Meredith feels his jaw clench under the cloth.
“And how was that?” Meredith swallows. She dabs his wound, using her other hand to fish for isopropyl alcohol in the medicine box. But suddenly, her attention is thrust back to Parker.
“The way Daddy played with you.”
Parker’s tiny hand snaps to her throat, squeezing hard against her windpipe in terrifying familiarity.
His other hand begins to travel down atop her breast, but Meredith shoves him off—bewildered.
Her brunette bob shakes across her face as the memory of Michael’s final assault on her jumps off the walls of her mind.
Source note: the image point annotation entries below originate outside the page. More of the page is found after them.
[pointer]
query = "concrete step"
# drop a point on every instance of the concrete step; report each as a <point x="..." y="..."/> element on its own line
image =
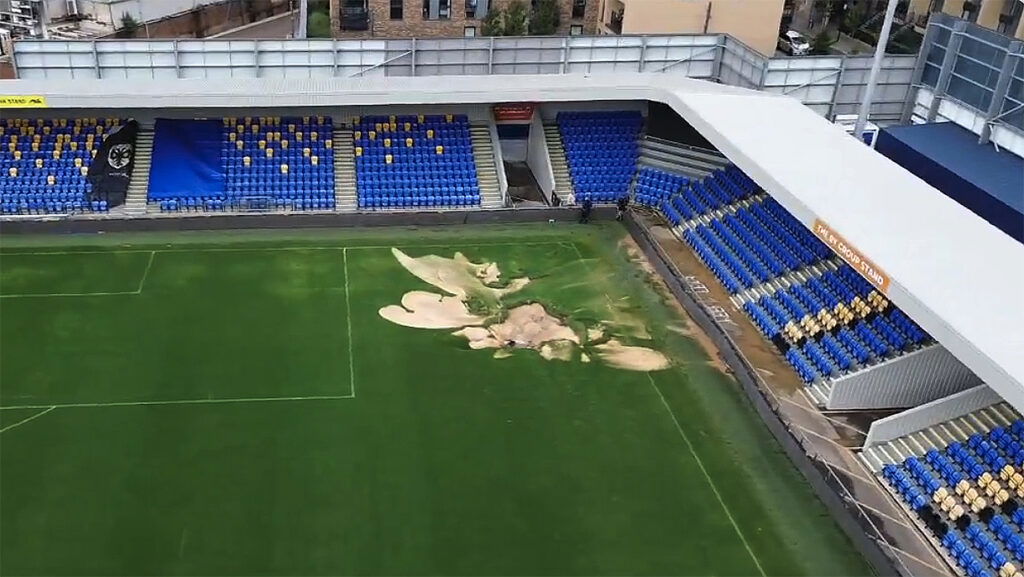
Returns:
<point x="345" y="198"/>
<point x="486" y="171"/>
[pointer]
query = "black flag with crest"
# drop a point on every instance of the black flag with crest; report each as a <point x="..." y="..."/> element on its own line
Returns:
<point x="111" y="169"/>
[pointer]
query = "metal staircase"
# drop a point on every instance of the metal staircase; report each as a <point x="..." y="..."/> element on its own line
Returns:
<point x="344" y="171"/>
<point x="486" y="171"/>
<point x="559" y="164"/>
<point x="138" y="187"/>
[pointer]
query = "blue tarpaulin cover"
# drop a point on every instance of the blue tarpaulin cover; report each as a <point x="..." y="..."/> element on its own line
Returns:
<point x="988" y="181"/>
<point x="186" y="159"/>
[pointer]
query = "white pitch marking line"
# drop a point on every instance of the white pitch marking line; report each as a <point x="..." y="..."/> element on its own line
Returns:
<point x="454" y="244"/>
<point x="145" y="274"/>
<point x="181" y="402"/>
<point x="711" y="482"/>
<point x="56" y="294"/>
<point x="23" y="421"/>
<point x="348" y="320"/>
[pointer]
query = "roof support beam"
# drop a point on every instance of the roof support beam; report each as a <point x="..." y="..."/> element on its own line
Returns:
<point x="955" y="39"/>
<point x="999" y="93"/>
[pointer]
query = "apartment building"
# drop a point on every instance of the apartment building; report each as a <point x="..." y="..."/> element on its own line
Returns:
<point x="1001" y="15"/>
<point x="426" y="18"/>
<point x="756" y="23"/>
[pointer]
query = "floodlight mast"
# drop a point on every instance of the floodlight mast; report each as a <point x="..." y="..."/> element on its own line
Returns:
<point x="872" y="77"/>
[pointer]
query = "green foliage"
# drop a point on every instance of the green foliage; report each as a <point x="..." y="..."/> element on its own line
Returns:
<point x="854" y="18"/>
<point x="494" y="23"/>
<point x="129" y="26"/>
<point x="821" y="43"/>
<point x="515" y="18"/>
<point x="545" y="18"/>
<point x="318" y="26"/>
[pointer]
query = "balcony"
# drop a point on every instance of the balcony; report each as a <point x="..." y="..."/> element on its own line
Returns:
<point x="612" y="22"/>
<point x="354" y="18"/>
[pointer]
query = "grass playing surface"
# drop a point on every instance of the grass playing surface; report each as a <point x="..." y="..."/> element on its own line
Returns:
<point x="232" y="404"/>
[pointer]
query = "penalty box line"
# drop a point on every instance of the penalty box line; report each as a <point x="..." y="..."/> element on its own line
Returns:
<point x="51" y="406"/>
<point x="453" y="244"/>
<point x="138" y="290"/>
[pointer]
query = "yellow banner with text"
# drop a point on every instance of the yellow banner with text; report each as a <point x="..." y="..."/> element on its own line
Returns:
<point x="848" y="252"/>
<point x="23" y="101"/>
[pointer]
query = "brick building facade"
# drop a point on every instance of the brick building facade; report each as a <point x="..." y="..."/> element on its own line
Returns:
<point x="437" y="18"/>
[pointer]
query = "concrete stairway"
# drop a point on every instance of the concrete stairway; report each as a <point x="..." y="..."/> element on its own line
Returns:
<point x="486" y="171"/>
<point x="344" y="171"/>
<point x="681" y="159"/>
<point x="559" y="165"/>
<point x="138" y="188"/>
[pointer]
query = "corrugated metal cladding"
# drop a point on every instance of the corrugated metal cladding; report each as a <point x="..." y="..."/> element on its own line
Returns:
<point x="827" y="84"/>
<point x="919" y="418"/>
<point x="905" y="381"/>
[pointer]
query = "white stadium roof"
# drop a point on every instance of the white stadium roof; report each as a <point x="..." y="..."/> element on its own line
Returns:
<point x="958" y="277"/>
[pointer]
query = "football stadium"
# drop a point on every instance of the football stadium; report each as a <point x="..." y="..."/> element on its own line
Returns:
<point x="480" y="306"/>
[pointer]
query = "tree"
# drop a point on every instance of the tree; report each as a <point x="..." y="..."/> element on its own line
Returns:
<point x="515" y="18"/>
<point x="128" y="26"/>
<point x="493" y="24"/>
<point x="821" y="43"/>
<point x="545" y="17"/>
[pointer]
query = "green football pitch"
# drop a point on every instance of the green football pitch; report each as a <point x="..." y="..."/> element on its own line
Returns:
<point x="235" y="404"/>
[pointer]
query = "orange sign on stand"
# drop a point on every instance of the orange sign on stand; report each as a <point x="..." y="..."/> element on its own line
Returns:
<point x="860" y="263"/>
<point x="514" y="112"/>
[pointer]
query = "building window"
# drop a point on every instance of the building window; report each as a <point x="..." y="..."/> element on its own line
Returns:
<point x="443" y="10"/>
<point x="579" y="8"/>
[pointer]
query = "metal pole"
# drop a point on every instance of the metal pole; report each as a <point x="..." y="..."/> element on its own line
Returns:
<point x="872" y="78"/>
<point x="300" y="26"/>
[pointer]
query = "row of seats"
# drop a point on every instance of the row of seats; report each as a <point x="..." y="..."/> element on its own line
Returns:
<point x="826" y="326"/>
<point x="976" y="485"/>
<point x="601" y="149"/>
<point x="44" y="164"/>
<point x="415" y="161"/>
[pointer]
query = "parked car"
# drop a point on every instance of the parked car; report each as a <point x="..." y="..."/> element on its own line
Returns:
<point x="794" y="43"/>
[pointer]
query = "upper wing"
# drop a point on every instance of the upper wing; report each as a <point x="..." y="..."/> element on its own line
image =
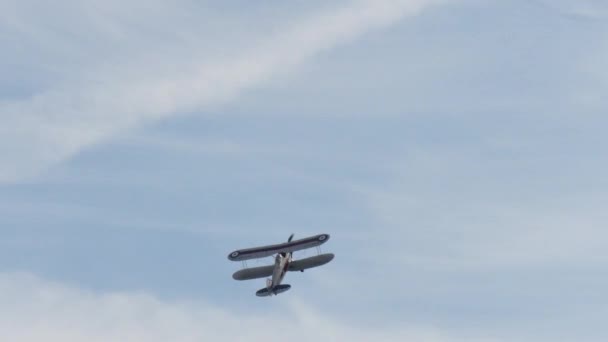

The disgusting things he said as he violated her on his desk.
The way he brought her near death with his hands.
He got off on her terror. And Parker must have watched it happen.
“Don’t you ever do that again,” Meredith whispers, a stark harshness in her tone. She’s choking back tears. “It is not okay to do that to anyone. That is not how we play, and that is not how we show love.”
Parker stares into his mother’s wet eyes without saying another word, his expression even flatter than before—clearly upset with the demand. His stare intensifies. It’s fixed—almost lethal.
Meredith’s heart thumps a little harder. She can almost hear it in her ears, replacing the piercing silence around her.
Her fears surface for the first time, drying her lips in an instant as Parker continues to stare. Meredith stares back and finally realizes… she’s afraid of her son. So she better do exactly what he says.